I approach the hookah-master and ask what flavours he has. He says, “Double-apple is most popular. If you want to use hookah; use double-apple.”

He gives me a plastic contraceptive mouthpiece and instructs me to pick a seat. I choose the back wall of the circle de smoke. Having my back against the wall allows me to fully observe my surroundings; spotting danger and having multiple exit strategies – just in case.

This caution wasn’t a result of any sort of conditioning I gained while living in theatre; this was an introvert defensive strategy. I also enjoy people-watching. Observing people, while acting natural outside of their natural habitat, is infinitely intriguing and interesting. The way they interact with one another and their environment; I’ll never understand. I’m fairly certain that I’m not of this planet. I think that a lot of moderately-insane people feel this way.

It’s not us that are strange for being different; it’s all of you that are strange for being so alike.

Part Eight


Oblivious in Dubai: Part 6

From hoards of cars and people; to a lonely two lane highway in the middle of endless miles of sand.

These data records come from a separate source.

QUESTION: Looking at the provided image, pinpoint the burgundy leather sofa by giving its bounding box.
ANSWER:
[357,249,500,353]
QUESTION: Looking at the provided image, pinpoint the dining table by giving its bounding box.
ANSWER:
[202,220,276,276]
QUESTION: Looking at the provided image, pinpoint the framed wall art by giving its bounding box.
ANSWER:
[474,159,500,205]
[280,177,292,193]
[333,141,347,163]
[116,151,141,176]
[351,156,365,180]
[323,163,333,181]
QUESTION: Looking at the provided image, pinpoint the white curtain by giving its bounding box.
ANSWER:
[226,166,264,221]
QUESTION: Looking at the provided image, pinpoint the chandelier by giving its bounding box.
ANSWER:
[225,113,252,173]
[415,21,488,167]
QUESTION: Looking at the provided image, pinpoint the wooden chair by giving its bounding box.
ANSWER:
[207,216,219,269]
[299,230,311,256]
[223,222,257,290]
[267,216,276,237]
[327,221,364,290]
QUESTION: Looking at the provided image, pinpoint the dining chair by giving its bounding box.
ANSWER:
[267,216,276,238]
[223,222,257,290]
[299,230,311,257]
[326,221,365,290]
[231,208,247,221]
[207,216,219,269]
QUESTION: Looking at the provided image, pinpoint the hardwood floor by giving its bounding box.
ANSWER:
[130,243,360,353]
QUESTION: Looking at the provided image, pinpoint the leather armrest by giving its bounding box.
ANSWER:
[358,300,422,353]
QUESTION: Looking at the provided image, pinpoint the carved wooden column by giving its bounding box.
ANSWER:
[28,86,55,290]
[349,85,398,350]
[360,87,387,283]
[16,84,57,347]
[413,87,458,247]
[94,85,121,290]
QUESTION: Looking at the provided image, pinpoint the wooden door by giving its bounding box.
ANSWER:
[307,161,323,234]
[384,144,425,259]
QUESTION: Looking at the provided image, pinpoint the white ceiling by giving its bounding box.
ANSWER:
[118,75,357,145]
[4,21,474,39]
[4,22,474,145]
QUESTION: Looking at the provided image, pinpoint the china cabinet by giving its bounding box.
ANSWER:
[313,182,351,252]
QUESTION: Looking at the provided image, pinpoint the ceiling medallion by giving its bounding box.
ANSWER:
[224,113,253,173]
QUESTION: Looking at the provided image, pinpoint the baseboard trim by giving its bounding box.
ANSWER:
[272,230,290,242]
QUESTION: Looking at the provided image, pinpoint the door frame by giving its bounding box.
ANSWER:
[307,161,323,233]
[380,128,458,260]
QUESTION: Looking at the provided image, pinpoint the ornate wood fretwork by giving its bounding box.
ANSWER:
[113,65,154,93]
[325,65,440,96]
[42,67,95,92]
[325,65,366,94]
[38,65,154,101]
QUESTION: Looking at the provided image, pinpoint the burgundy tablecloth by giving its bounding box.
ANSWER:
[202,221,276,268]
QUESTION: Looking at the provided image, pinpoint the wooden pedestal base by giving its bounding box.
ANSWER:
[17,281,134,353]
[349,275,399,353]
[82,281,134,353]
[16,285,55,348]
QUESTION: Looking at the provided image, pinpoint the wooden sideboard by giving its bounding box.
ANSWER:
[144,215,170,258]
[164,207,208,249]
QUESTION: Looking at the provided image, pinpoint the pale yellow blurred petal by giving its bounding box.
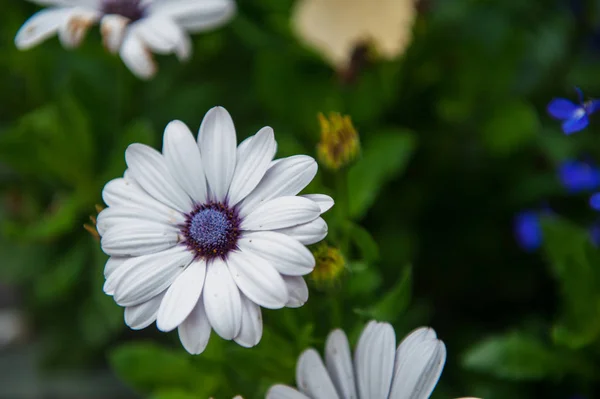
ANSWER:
[292,0,416,68]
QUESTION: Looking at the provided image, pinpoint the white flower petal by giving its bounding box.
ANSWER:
[125,291,166,330]
[58,8,101,48]
[163,121,207,203]
[100,14,129,54]
[240,197,321,230]
[325,329,358,399]
[227,250,289,309]
[235,294,262,348]
[150,0,235,32]
[239,155,318,217]
[104,256,131,278]
[237,231,315,276]
[266,384,311,399]
[156,260,206,332]
[202,258,242,340]
[390,328,446,399]
[198,107,236,202]
[296,349,340,399]
[102,178,185,224]
[129,15,192,60]
[177,297,212,355]
[96,206,185,236]
[112,246,194,306]
[15,8,73,50]
[227,127,275,206]
[274,218,328,245]
[119,29,158,80]
[354,321,396,399]
[300,194,334,213]
[100,219,180,256]
[125,144,193,213]
[283,276,308,308]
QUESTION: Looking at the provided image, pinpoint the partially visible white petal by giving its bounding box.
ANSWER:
[112,246,194,306]
[227,127,275,206]
[102,178,185,224]
[125,144,193,213]
[240,197,321,230]
[163,121,207,203]
[151,0,236,32]
[354,321,396,399]
[100,219,180,256]
[96,204,185,236]
[202,258,242,340]
[283,276,308,308]
[198,107,236,202]
[129,15,192,60]
[100,14,129,54]
[227,250,289,309]
[300,194,334,213]
[15,7,73,50]
[58,8,101,48]
[266,384,311,399]
[237,231,315,276]
[119,29,158,80]
[296,349,340,399]
[390,328,446,399]
[239,155,318,217]
[273,218,328,245]
[325,329,358,399]
[156,259,206,331]
[125,291,166,330]
[104,256,131,278]
[234,294,262,348]
[177,297,212,355]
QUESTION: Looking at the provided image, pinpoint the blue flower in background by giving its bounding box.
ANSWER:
[514,211,542,252]
[558,160,600,194]
[548,87,600,134]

Plenty of room; sitting in the back of a beautiful white Range Rover in mid-afternoon. There was a couple, a dude; the driver; and myself.

We stop at a strip mall beside a white-and-blue billboard in the middle of the fucking desert. There was a restaurant; clothes shop; and a shoe shop.

After ordering coffee, I try on some local clothes (which, in hindsight, should have been purchased); take pictures of the shoes, and take a picture of the white-and-blue sign. I then wait for these slackers to eat.

We’re met with a whole convoy of similar Ranger Rovers.

Oh fuck.

After a moment I realized that this is not dangerous at all; I’m over-reacting. This is a tourist destination.

Neat; it’s relaxing not to be doing stupid, dangerous shit.

The drivers of each of the white Range Rovers take out tire-gauges; flip them over; and start letting a bunch of the air out of the tires. I learned something very valuable that moment; if you’re ever stuck in sand… let some air out of your tires.

Not all of it. Just a bit. More traction.

For the purpose of trying to drive hits to the site. I’m going to post some of the pictures that I took that day under this line of text.











I’ve been to Dubai six times.

The city of Dubai is beautiful. It’s industrial and it’s a ‘boom-town’; but it’s beautiful. I’ll contrast it to another oil ‘boom-town’ that I’m familiar with as a Canadian – Fort McMurray, Alberta.

Both cities built on the back of the oil industry; one of them a beautiful tourist destination – the other is an industrial wasteland. Maybe we just don’t hear about the cancer rates in that part of the world.

It struck me as the Vegas of the Middle East. It was the place to go; it was the place to be. Flights land there from every country within the distance of an air-plane-gas-tank.

We scale sand dune after sand dune. Our convoy of white SUVs; other convoys of SUV’s.

Idiot locals on quad bikes. I hate loud noises; can’t handle them at this moment in history.

Loud noises.

Safe mode

Cover mode.


The problem with loud noises is that for the past three months I’d lived with air conditioners; generators; planes; helicopters and vehicles running around the clock. My auditory system had adjusted itself to the beautiful and constant, military-flavoured white-noise that was our existence while in-theatre. Anything aside from the constant hum of the ebb-and-flow of life on a military base was not something my mind was prepared for.

A sudden, loud, and unexpected noise was usually bad.

Most of the time it meant a rocket.

Many times I could feel the impact; we all could. Then we took cover. Then we heard the alarm. Then we heard the voice over the loudspeaker, “Rocket Attack! Rocket Attack!“.

The rhythmic wailing of the alarm became the most exciting time to be alive; knowing that there was a slight chance that all could go wrong; right then; right there.